Just let your password manager fill up the login everytime, it’s not hard.

IME that hardly works any more, as mentioned.

[–] [email protected] 2 points 6 months ago (1 children)

on a closed-source software stack

Android is open-source. My phone runs an open-source build of it.

At this point it's barely any worse than a web browser. I know it's sandboxed, it can't access anything I don't want to. All it lacks is isolation with the kernel since web browsers run JavaScript and Android runs native code.

Worst comes to worst you just run the app in Waydroid.

[–] [email protected] 1 points 6 months ago

Good points.

[–] [email protected] 3 points 6 months ago* (last edited 6 months ago) (1 children)

My experience with my two banks has been, with their respective apps, I can sign in with just a password but I get logged out of the app after 10 minutes of inactivity. I never stay signed in. This is two different apps for 2 different banks.

On the web, they almost always request their crappy 2FA which is via text or email, and I do not stay signed in ever either, as well as being logged out after 10 minutes of activity.

What irks me is their 2FA, they have no other options besides email or text, the least secure options of all 2FA methods...

But being signed out everytime, I'm not sure I see it as that much of a hassle, and I kind of appreciate that if someone can unlock my computer or phone, they cannot open my bank account just because I was logged in 30 minutes ago...

[–] [email protected] 1 points 6 months ago

Exactly, the 2FA recourse usually affects browsers and not apps. And comes on top of the password or PIN, rather than replacing it. Which seems like discrimination. And it's not even secure, as you say.

This all feels very convenient. Like a subtle form of abuse, in the name of security, to push people away from the only platform where they have any serious chance of privacy.

The arguments about the insecurity of the browser context have some merit in the aggregate, but in the end all these considerations are relative to the individual user. Which makes the discrimination a form of collective punishment that might have a legal redress.

[–] [email protected] 1 points 6 months ago

People tend to sign in and forget about it on computers, which are more often shared devices compared to mobile devices. That's one reason they might relax restrictions on mobile vs desktop.

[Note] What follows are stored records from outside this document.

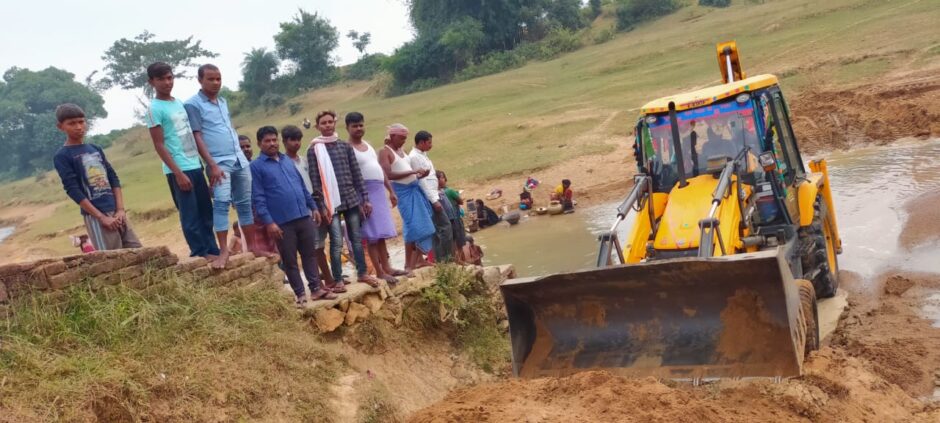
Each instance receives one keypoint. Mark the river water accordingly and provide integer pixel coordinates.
(870, 187)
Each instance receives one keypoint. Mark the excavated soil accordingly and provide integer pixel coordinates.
(879, 113)
(880, 367)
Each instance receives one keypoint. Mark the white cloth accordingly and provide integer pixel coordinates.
(369, 164)
(304, 168)
(420, 160)
(401, 164)
(331, 195)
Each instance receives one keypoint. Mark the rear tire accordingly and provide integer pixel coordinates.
(818, 255)
(810, 315)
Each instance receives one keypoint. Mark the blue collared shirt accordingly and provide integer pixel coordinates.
(215, 124)
(278, 193)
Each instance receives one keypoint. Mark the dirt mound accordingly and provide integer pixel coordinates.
(837, 388)
(828, 119)
(882, 360)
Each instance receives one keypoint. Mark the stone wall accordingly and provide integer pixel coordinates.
(132, 267)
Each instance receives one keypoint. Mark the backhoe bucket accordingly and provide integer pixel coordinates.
(687, 318)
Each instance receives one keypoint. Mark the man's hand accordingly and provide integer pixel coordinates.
(215, 175)
(109, 222)
(121, 217)
(183, 182)
(274, 231)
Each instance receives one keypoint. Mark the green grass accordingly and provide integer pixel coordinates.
(512, 122)
(173, 352)
(461, 306)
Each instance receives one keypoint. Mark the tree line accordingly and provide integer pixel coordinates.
(454, 40)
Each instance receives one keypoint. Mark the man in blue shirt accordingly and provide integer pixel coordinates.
(284, 207)
(210, 122)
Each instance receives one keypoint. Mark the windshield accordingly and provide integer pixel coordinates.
(721, 129)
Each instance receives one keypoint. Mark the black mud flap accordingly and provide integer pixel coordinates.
(687, 318)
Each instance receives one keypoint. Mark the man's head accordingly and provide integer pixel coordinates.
(423, 140)
(71, 120)
(326, 122)
(210, 78)
(267, 140)
(245, 144)
(355, 125)
(292, 137)
(441, 179)
(160, 77)
(395, 135)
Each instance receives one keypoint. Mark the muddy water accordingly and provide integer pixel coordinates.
(870, 187)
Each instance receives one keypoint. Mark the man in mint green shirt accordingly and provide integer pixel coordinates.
(180, 151)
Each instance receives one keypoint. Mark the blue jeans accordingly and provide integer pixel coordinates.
(195, 207)
(353, 219)
(235, 188)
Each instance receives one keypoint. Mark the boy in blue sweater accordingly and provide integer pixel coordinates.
(91, 182)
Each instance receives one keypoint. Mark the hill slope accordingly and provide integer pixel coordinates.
(569, 116)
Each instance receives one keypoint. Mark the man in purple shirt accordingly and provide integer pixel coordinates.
(284, 208)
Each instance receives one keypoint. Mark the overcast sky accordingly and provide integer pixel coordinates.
(73, 34)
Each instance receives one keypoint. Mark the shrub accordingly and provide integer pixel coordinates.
(714, 3)
(294, 108)
(633, 12)
(366, 67)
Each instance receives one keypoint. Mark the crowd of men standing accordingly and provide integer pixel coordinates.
(287, 203)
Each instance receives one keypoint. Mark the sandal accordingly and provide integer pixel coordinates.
(338, 288)
(322, 294)
(373, 282)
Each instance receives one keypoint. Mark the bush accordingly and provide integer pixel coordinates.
(272, 101)
(604, 35)
(294, 108)
(366, 67)
(633, 12)
(714, 3)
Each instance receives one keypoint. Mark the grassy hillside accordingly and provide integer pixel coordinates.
(581, 104)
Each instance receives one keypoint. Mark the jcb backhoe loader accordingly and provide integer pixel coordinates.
(732, 241)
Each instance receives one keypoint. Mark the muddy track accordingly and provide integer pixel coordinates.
(879, 367)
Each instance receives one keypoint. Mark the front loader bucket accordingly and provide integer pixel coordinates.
(688, 318)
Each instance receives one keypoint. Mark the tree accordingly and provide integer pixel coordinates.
(308, 41)
(566, 13)
(126, 60)
(464, 39)
(258, 71)
(27, 116)
(596, 8)
(360, 41)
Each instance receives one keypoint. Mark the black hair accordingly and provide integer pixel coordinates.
(291, 132)
(208, 66)
(422, 136)
(68, 111)
(265, 130)
(158, 70)
(354, 117)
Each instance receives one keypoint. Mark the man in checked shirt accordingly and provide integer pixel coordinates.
(339, 191)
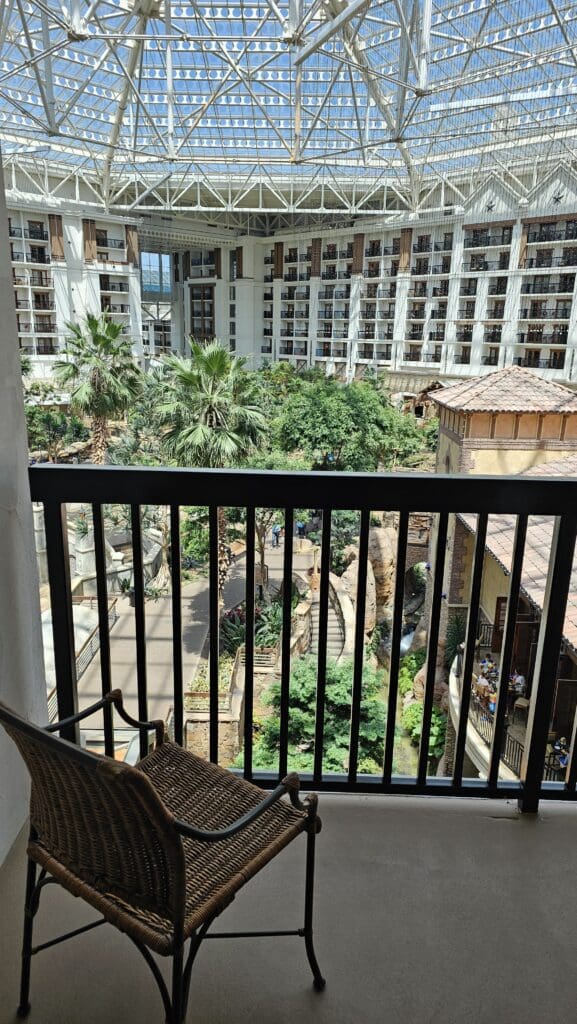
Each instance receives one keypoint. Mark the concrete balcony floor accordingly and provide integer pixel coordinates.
(428, 911)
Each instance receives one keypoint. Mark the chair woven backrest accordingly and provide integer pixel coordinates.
(100, 820)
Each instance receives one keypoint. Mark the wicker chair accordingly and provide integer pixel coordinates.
(159, 849)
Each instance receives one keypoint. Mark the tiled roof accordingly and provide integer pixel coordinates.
(500, 541)
(513, 389)
(560, 467)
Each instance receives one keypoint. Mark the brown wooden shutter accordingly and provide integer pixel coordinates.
(132, 254)
(89, 231)
(358, 253)
(499, 624)
(523, 245)
(316, 250)
(56, 236)
(279, 258)
(405, 250)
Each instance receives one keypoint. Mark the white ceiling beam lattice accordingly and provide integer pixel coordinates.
(147, 97)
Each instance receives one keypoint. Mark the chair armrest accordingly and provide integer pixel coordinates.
(114, 697)
(289, 784)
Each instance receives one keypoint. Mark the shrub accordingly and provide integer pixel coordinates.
(456, 629)
(411, 721)
(337, 719)
(269, 625)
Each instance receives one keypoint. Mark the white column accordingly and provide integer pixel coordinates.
(22, 668)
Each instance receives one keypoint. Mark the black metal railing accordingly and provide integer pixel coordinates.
(96, 488)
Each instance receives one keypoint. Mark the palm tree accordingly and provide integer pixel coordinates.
(209, 407)
(100, 374)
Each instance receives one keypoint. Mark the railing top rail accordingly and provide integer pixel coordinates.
(410, 492)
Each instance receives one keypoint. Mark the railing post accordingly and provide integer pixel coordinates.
(62, 614)
(554, 604)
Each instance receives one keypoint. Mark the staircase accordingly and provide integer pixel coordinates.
(335, 639)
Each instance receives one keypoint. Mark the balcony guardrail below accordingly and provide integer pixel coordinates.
(251, 491)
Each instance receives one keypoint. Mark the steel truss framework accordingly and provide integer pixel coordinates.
(285, 110)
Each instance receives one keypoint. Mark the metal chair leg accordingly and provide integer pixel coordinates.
(29, 912)
(318, 980)
(177, 987)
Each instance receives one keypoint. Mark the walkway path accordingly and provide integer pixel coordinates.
(159, 637)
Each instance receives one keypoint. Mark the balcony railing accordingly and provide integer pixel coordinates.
(546, 287)
(542, 338)
(474, 266)
(544, 262)
(534, 364)
(564, 312)
(479, 242)
(95, 487)
(552, 235)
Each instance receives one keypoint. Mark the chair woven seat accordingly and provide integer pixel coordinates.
(160, 849)
(211, 798)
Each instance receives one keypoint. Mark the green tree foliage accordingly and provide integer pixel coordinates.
(456, 629)
(408, 669)
(208, 407)
(139, 444)
(195, 540)
(346, 427)
(411, 721)
(337, 719)
(430, 432)
(100, 375)
(52, 431)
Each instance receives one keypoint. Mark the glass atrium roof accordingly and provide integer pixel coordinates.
(411, 91)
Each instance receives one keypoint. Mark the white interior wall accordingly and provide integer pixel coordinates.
(22, 668)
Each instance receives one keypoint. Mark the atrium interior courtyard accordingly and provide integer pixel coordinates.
(378, 192)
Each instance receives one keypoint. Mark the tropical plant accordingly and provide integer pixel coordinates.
(100, 375)
(208, 408)
(26, 365)
(51, 430)
(408, 669)
(411, 722)
(456, 629)
(233, 631)
(337, 719)
(195, 538)
(209, 412)
(270, 625)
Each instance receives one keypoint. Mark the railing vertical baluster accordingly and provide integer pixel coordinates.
(249, 643)
(322, 646)
(214, 622)
(359, 646)
(506, 650)
(287, 620)
(399, 601)
(546, 662)
(104, 633)
(139, 622)
(60, 610)
(433, 646)
(470, 640)
(176, 622)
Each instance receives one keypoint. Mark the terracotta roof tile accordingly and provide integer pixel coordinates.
(513, 389)
(500, 541)
(560, 467)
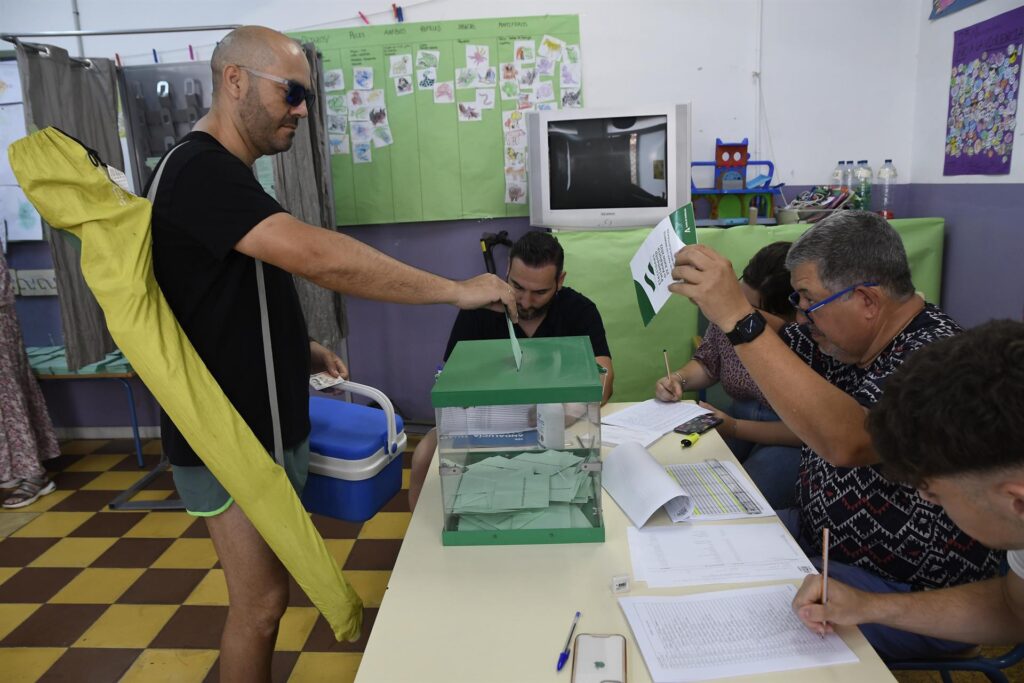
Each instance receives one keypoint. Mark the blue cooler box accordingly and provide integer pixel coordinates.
(354, 457)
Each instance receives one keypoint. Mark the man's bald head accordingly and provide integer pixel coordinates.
(253, 46)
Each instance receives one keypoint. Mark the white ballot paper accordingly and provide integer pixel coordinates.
(728, 633)
(701, 554)
(640, 485)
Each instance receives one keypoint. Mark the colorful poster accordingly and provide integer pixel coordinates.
(983, 88)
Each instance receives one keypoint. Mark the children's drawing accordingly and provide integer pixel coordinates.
(515, 194)
(551, 47)
(444, 92)
(524, 50)
(363, 131)
(571, 98)
(510, 89)
(427, 58)
(402, 86)
(477, 55)
(337, 123)
(570, 76)
(465, 78)
(400, 65)
(361, 154)
(544, 92)
(338, 144)
(382, 136)
(334, 80)
(363, 77)
(526, 77)
(427, 78)
(468, 112)
(485, 98)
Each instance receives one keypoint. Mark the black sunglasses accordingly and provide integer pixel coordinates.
(295, 94)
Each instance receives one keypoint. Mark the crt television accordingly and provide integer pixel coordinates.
(597, 168)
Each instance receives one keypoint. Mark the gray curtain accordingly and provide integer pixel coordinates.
(79, 96)
(302, 180)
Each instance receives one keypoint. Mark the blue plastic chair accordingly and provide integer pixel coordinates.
(992, 668)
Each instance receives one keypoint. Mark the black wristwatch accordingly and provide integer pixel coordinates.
(748, 329)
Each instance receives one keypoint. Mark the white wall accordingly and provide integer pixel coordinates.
(837, 75)
(935, 58)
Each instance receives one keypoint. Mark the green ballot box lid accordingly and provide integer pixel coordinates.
(555, 370)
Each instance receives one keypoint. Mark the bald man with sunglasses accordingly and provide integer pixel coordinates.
(211, 222)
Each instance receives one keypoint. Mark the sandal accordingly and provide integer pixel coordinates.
(29, 491)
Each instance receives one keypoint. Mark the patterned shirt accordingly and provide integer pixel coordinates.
(719, 358)
(877, 524)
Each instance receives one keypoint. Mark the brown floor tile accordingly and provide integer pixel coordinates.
(296, 596)
(398, 503)
(130, 463)
(281, 668)
(193, 627)
(84, 501)
(322, 638)
(36, 584)
(18, 552)
(198, 529)
(336, 528)
(107, 524)
(60, 462)
(118, 445)
(374, 554)
(74, 480)
(53, 626)
(88, 665)
(163, 587)
(133, 553)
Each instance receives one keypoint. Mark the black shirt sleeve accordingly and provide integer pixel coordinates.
(216, 200)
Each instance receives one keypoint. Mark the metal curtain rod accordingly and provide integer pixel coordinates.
(11, 37)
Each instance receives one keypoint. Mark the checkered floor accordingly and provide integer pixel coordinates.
(91, 595)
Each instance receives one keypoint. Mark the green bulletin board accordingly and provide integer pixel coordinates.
(439, 161)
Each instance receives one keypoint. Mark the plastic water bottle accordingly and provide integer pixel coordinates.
(862, 182)
(887, 188)
(837, 179)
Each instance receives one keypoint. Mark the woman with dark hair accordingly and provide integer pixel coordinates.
(768, 450)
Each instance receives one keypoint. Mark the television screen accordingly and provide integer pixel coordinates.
(608, 163)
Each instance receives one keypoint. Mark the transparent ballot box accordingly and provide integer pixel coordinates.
(519, 450)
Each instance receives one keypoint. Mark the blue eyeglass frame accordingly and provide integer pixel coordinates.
(795, 299)
(296, 93)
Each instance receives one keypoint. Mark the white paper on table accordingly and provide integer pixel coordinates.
(701, 554)
(639, 484)
(728, 633)
(653, 415)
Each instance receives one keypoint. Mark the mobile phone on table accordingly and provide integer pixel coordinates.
(698, 425)
(599, 658)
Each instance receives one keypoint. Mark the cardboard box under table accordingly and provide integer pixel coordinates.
(354, 458)
(519, 450)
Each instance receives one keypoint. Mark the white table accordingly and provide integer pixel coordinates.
(500, 613)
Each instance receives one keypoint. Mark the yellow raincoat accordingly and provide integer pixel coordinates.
(73, 191)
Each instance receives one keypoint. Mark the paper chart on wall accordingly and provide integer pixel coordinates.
(449, 148)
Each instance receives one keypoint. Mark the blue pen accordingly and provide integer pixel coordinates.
(564, 654)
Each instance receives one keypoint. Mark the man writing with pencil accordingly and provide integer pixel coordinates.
(951, 423)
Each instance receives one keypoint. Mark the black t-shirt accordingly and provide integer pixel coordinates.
(207, 201)
(570, 314)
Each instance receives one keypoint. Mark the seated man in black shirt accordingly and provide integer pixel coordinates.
(546, 309)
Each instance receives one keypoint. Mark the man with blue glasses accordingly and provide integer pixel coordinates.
(858, 319)
(211, 222)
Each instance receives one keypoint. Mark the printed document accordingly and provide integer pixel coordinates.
(728, 633)
(697, 555)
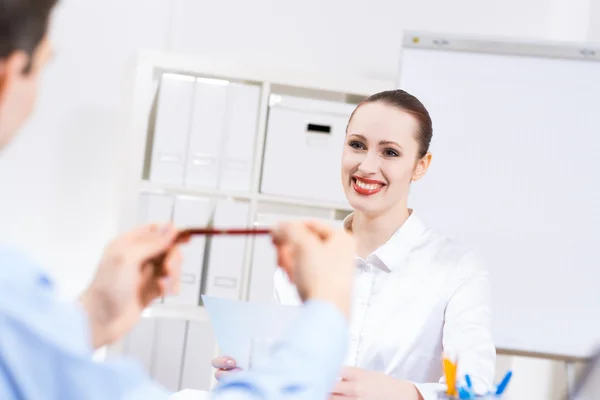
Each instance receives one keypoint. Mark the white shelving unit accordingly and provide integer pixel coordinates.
(149, 69)
(151, 65)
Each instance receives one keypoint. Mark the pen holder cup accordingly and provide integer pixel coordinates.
(444, 396)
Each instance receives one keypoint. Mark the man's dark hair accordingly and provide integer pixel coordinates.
(23, 24)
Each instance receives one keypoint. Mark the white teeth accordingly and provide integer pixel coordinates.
(367, 186)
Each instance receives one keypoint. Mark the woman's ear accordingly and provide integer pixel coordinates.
(421, 167)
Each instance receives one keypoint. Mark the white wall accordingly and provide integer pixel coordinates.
(60, 181)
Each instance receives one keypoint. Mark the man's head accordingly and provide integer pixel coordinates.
(24, 51)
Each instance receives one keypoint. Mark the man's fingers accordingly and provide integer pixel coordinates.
(320, 228)
(345, 389)
(293, 233)
(225, 363)
(149, 244)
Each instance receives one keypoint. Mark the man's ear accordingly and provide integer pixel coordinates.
(11, 68)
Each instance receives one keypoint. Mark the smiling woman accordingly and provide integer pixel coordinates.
(417, 294)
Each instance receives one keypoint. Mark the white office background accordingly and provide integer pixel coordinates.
(61, 180)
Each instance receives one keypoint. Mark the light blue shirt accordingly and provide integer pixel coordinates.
(46, 353)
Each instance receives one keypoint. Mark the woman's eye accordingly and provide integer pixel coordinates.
(356, 145)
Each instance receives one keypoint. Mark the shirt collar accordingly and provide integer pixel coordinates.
(393, 252)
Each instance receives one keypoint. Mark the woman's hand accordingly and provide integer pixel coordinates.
(361, 384)
(224, 366)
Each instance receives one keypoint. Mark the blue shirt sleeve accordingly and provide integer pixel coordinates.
(303, 366)
(45, 349)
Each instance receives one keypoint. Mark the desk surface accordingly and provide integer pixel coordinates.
(189, 394)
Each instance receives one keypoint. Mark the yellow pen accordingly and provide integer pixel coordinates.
(450, 373)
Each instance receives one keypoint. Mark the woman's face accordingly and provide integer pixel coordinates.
(380, 158)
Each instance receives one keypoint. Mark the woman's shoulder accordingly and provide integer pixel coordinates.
(453, 253)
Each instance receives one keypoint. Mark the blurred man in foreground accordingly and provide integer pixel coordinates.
(46, 346)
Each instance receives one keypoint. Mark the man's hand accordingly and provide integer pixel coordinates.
(126, 282)
(319, 260)
(358, 383)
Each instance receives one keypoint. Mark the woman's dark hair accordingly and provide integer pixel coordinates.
(408, 103)
(23, 24)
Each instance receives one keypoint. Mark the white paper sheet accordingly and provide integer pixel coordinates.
(189, 394)
(236, 323)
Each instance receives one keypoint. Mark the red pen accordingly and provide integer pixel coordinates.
(185, 234)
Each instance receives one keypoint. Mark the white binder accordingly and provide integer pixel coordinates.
(171, 129)
(208, 121)
(191, 211)
(154, 208)
(139, 344)
(168, 352)
(200, 347)
(303, 148)
(226, 258)
(240, 137)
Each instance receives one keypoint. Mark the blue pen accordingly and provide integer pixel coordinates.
(463, 393)
(469, 383)
(502, 386)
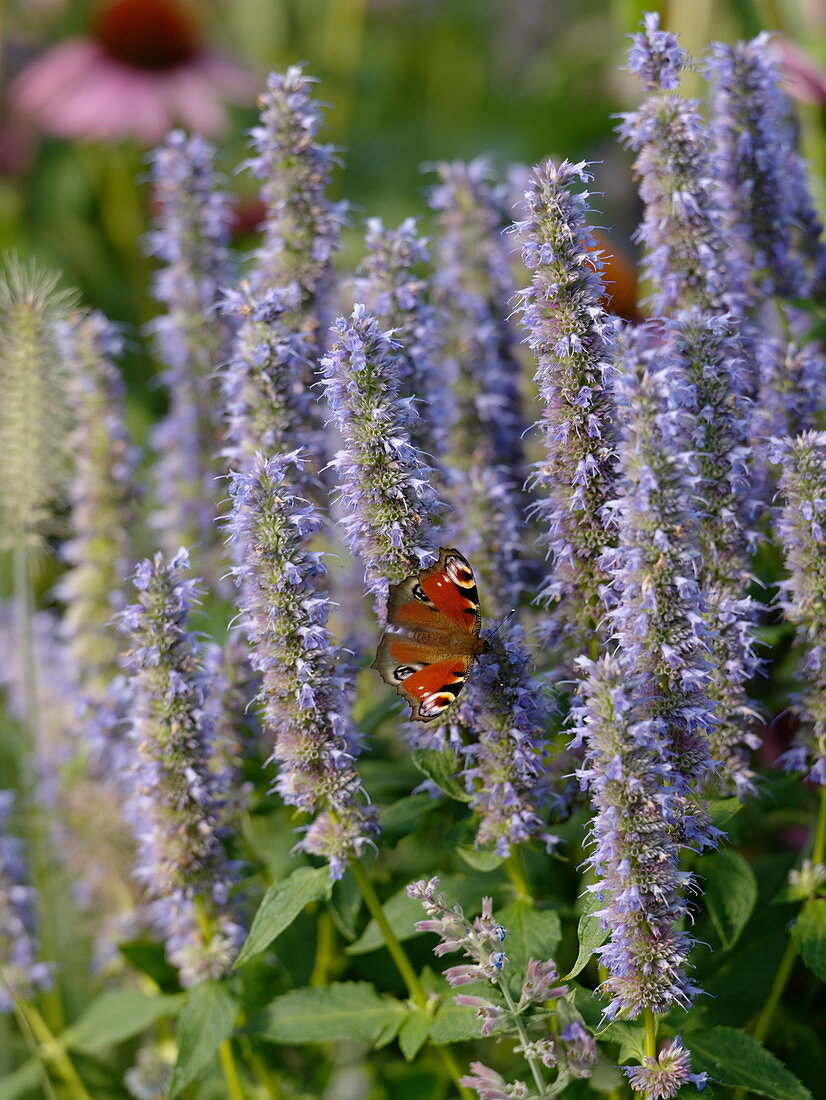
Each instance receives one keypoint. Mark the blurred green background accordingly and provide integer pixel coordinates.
(408, 81)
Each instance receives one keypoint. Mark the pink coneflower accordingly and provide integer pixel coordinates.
(142, 69)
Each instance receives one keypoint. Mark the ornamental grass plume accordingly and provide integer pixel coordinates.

[–] [email protected] 7 points 6 months ago (1 children)

A ton of these requirements are due to regulatory requirements for securing access to accounts at the state and/or federal level.

Requirements are then interpreted by each financial institution and implemented by different teams. It's most likely due to the fact that a desktop is assumed to be more likely to be a shared device, while a phone/tablet is most likely to be a personal device, which is password/bio-metrics protected.

As for security around a browser: if you look at how phishing/hacking attacks happen on a desktop computer, if you can be tricked into launching an virus, it can copy all of your browser cookies and login sessions to the attacker, then they can duplicate your browser session. If you have an unlimited login for a financial institution, then they now have a logged in session for your bank.

https://www.reliaquest.com/blog/browser-credential-dumping/

So if you add up all that, then they're more likely to allow long term login sessions on an application that they control than on a desktop/web browser that they don't.

[–] [email protected] 1 points 6 months ago

Fair enough, but "regulatory requirements" can be a symptom as well as a cause. Bad rules are there for the changing.

So if you add up all that, then they’re more likely to allow long term login sessions on an application that they control than on a desktop/web browser that they don’t.

Again, all true. But this is all just probabilistic, as someone else said. A properly secured browser on a locked down machine can be much more secure than an outdated Android stack in the hands of the kind of person who falls victim to scams.

Here, the effect of "assumptions" is to undermine software freedom and privacy. That feels like a problem that needs a better fix.